Longer pause. And I can feel her looking at me, though I’m staring at my shoe. It’s a look of care and concern. It’s the look that says, “Yes, this is my job, but I do really care about you.”

“She will still be gone.”

My mom has been gone for more than 25 years, but it’s like I hear this for the first time. In this particular moment, I hear it in a way unheard before. I feel it in a way I don’t remember feeling before.

She has made her point. Experiences are different each time we experience them. There are things that we will revisit again and again, and they’ll be different each time.
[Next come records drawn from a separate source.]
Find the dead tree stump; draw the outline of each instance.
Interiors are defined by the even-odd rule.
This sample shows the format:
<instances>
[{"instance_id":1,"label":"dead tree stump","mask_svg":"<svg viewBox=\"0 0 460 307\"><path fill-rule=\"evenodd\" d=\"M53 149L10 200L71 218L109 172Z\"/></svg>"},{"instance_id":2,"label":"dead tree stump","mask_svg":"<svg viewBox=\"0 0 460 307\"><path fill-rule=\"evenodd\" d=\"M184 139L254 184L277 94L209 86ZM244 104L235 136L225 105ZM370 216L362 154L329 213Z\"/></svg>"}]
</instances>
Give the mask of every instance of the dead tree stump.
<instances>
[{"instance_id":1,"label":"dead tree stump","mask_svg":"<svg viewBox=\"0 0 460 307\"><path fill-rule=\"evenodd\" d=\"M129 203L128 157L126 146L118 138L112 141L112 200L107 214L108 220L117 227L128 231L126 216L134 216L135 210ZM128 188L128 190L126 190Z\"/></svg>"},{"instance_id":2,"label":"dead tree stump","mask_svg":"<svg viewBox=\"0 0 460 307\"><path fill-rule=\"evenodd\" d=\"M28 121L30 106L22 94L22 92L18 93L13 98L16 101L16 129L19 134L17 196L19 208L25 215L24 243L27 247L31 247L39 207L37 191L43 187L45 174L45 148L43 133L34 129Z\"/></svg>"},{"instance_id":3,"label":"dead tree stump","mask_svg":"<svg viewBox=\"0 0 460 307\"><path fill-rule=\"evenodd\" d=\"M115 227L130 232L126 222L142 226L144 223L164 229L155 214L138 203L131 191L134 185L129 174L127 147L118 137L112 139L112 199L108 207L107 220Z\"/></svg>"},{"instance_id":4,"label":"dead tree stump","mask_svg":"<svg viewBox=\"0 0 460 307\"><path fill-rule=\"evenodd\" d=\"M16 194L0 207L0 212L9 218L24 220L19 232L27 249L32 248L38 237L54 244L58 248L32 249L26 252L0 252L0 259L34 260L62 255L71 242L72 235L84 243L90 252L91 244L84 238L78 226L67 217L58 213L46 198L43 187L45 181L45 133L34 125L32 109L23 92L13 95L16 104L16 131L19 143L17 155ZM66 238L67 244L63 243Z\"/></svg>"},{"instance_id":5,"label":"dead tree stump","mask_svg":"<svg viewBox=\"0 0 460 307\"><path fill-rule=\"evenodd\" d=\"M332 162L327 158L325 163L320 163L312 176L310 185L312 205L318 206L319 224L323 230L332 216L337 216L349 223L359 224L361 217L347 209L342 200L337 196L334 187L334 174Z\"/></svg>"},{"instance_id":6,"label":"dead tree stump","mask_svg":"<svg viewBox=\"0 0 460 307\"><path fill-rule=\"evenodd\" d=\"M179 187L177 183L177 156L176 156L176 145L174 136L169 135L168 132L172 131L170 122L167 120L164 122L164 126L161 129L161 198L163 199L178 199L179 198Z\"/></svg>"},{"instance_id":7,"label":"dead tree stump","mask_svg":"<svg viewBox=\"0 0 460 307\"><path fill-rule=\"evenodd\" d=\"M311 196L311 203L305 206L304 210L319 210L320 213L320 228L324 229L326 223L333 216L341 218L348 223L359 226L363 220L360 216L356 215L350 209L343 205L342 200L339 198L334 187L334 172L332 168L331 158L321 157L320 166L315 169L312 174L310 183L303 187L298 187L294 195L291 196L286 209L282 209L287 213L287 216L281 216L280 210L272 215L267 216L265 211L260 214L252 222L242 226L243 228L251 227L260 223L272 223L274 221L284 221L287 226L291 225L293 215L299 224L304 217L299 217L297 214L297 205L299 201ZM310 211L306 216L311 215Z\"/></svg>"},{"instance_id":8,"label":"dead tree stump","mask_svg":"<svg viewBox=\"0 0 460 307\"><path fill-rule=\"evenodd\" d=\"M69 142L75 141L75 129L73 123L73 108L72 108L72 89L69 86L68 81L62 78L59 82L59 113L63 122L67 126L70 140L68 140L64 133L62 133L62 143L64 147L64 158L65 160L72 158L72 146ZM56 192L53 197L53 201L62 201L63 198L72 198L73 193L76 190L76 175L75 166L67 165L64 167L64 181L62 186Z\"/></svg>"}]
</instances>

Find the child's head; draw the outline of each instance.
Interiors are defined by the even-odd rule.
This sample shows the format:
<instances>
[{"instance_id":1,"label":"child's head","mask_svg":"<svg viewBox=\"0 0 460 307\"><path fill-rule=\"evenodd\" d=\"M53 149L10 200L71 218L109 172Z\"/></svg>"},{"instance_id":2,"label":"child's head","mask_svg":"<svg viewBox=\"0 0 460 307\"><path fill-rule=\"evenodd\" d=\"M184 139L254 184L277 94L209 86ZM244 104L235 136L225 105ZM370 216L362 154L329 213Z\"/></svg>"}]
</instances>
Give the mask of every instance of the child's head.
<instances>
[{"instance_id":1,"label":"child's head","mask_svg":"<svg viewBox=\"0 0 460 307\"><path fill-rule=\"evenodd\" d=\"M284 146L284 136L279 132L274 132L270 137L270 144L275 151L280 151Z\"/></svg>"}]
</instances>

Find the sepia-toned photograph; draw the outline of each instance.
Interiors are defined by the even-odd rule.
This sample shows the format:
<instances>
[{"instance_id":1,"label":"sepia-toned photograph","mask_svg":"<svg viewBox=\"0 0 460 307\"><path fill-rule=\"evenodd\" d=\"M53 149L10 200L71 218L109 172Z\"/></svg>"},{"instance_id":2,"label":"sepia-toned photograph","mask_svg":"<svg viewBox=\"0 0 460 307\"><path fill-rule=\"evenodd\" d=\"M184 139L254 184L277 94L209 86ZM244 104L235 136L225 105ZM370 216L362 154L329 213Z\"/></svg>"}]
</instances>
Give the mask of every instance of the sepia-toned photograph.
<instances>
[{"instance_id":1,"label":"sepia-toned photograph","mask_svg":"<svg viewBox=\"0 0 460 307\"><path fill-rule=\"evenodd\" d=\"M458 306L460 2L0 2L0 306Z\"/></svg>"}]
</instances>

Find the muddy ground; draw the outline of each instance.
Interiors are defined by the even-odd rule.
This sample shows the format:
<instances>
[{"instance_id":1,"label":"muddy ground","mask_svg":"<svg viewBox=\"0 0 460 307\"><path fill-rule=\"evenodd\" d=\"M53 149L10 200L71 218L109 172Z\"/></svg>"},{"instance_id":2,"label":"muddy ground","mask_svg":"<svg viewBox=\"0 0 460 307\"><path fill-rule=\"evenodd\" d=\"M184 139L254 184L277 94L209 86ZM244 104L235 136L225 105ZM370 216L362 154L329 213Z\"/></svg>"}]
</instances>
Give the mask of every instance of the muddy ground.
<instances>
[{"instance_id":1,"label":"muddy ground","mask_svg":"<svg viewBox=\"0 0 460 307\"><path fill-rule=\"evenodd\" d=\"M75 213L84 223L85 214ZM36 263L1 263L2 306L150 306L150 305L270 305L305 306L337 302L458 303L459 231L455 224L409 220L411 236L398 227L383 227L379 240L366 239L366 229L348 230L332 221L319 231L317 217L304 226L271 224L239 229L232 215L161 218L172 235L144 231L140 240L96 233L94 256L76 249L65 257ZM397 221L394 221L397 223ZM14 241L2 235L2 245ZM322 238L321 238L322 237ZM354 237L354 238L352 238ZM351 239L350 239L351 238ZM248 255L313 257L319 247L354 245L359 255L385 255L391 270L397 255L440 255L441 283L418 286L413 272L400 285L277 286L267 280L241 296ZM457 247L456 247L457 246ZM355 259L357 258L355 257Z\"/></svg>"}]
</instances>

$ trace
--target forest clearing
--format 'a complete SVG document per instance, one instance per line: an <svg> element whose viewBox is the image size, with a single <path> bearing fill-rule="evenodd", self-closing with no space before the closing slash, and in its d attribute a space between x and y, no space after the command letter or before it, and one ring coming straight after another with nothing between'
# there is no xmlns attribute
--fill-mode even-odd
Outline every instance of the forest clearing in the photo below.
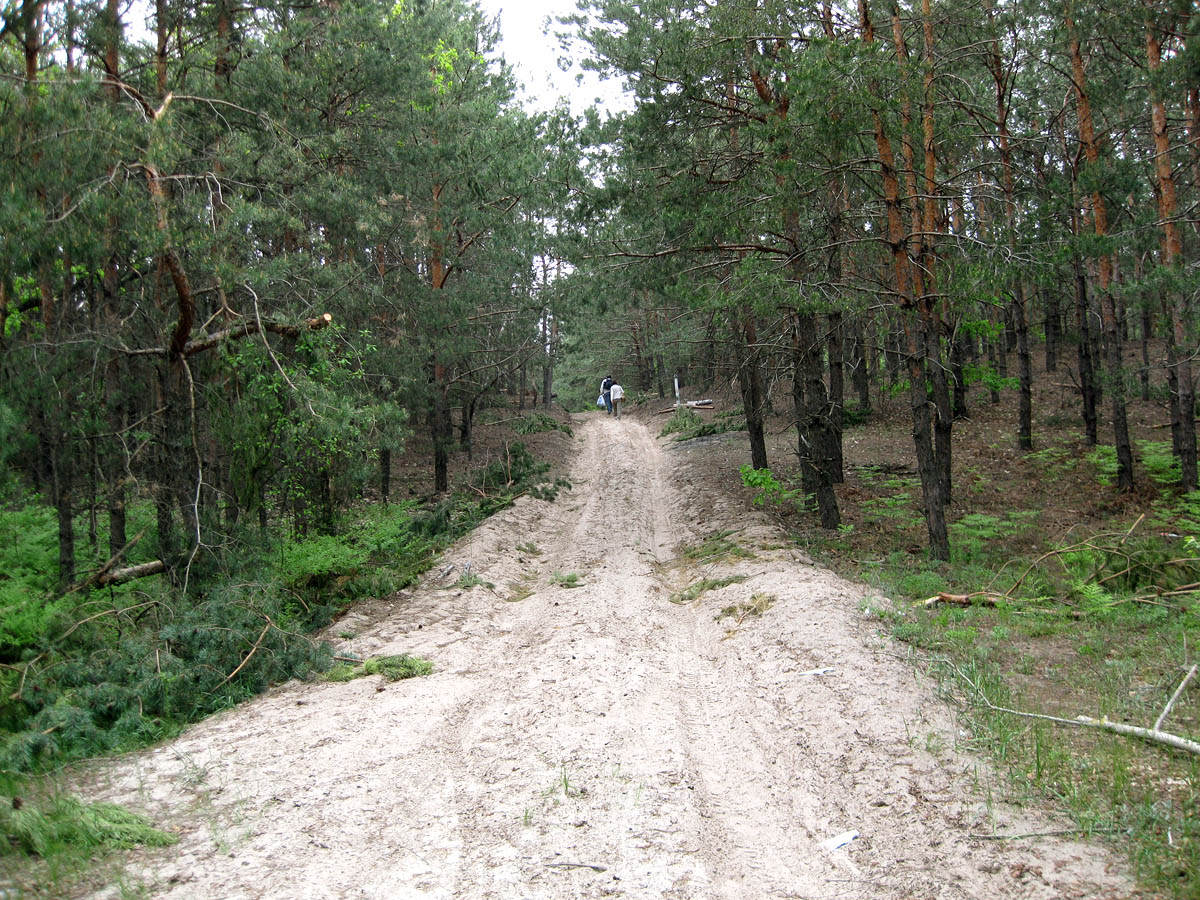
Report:
<svg viewBox="0 0 1200 900"><path fill-rule="evenodd" d="M497 2L0 3L0 895L1200 897L1195 0Z"/></svg>

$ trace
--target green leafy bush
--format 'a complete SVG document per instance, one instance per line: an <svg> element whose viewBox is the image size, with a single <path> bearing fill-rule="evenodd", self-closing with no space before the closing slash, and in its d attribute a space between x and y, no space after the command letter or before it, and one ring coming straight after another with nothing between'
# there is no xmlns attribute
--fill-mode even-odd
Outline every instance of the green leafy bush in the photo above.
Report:
<svg viewBox="0 0 1200 900"><path fill-rule="evenodd" d="M1179 484L1179 458L1170 441L1137 441L1138 454L1146 475L1158 485Z"/></svg>
<svg viewBox="0 0 1200 900"><path fill-rule="evenodd" d="M1146 475L1158 485L1179 484L1179 460L1171 452L1169 441L1135 441L1138 460ZM1095 447L1087 456L1096 467L1097 480L1106 486L1117 483L1117 450L1107 444Z"/></svg>
<svg viewBox="0 0 1200 900"><path fill-rule="evenodd" d="M768 503L777 506L794 505L804 496L802 491L785 488L770 469L756 469L746 464L738 471L742 476L742 484L754 489L755 506L765 506Z"/></svg>
<svg viewBox="0 0 1200 900"><path fill-rule="evenodd" d="M351 543L344 536L322 534L300 541L288 541L281 553L282 575L293 587L326 583L334 575L358 569L370 555L366 547Z"/></svg>

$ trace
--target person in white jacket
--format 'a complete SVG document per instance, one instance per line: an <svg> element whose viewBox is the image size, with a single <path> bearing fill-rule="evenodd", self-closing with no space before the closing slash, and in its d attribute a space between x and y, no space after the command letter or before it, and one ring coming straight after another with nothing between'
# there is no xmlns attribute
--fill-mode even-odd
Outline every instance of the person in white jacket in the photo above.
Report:
<svg viewBox="0 0 1200 900"><path fill-rule="evenodd" d="M625 399L625 388L614 382L609 393L612 395L613 415L619 419L621 418L621 401Z"/></svg>

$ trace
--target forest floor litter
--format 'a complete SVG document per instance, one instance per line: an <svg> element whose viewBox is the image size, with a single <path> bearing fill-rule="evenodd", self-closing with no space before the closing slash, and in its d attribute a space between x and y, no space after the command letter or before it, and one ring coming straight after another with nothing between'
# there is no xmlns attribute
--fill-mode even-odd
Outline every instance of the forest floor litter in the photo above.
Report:
<svg viewBox="0 0 1200 900"><path fill-rule="evenodd" d="M885 601L709 490L699 448L668 452L636 417L573 425L571 490L522 498L326 635L433 674L292 682L84 767L88 799L180 836L130 854L127 883L172 900L1137 895L1110 849L989 800L987 761L871 617Z"/></svg>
One doesn’t replace the other, but adds to it. She describes them as layers, not to be peeled away, but to give depth.

I sit with the tears falling. I pull a tissue from the box on the table. I say that I need to go, that I’m expected at a meeting.

We sit for a few seconds more.

I hand her my check. We say we’ll see each other next week. I drive to work, to the meeting, to the rest of my day.

And she is still gone.


An Extra Hour of Memoir-ies

November 7, 2010

I put the finishing touches (well, the finishing touches until I print it and see what needs fixing) on my “October”, an illustrated memoir I worked on last month after taking Suzy Becker’s class on the subject at the Worcester Art Museum. It is not the project that I left the class hoping to start (as my self-addressed, self-written reminder postcard from the class reminded me when it arrived this week), but it’s a start that I’m happy with. I’ll get up to speed on the other project soon enough.

Lynn wants me to enter it into the adult student show that the WAM holds after each term of classes wraps up. We’ll see how it turns out. If it’s worth the expense of an inexpensive frame, maybe I’ll submit it.

Thanks to Suzy and to WAM for the class. It was a great Sunday – and continued to be a great month.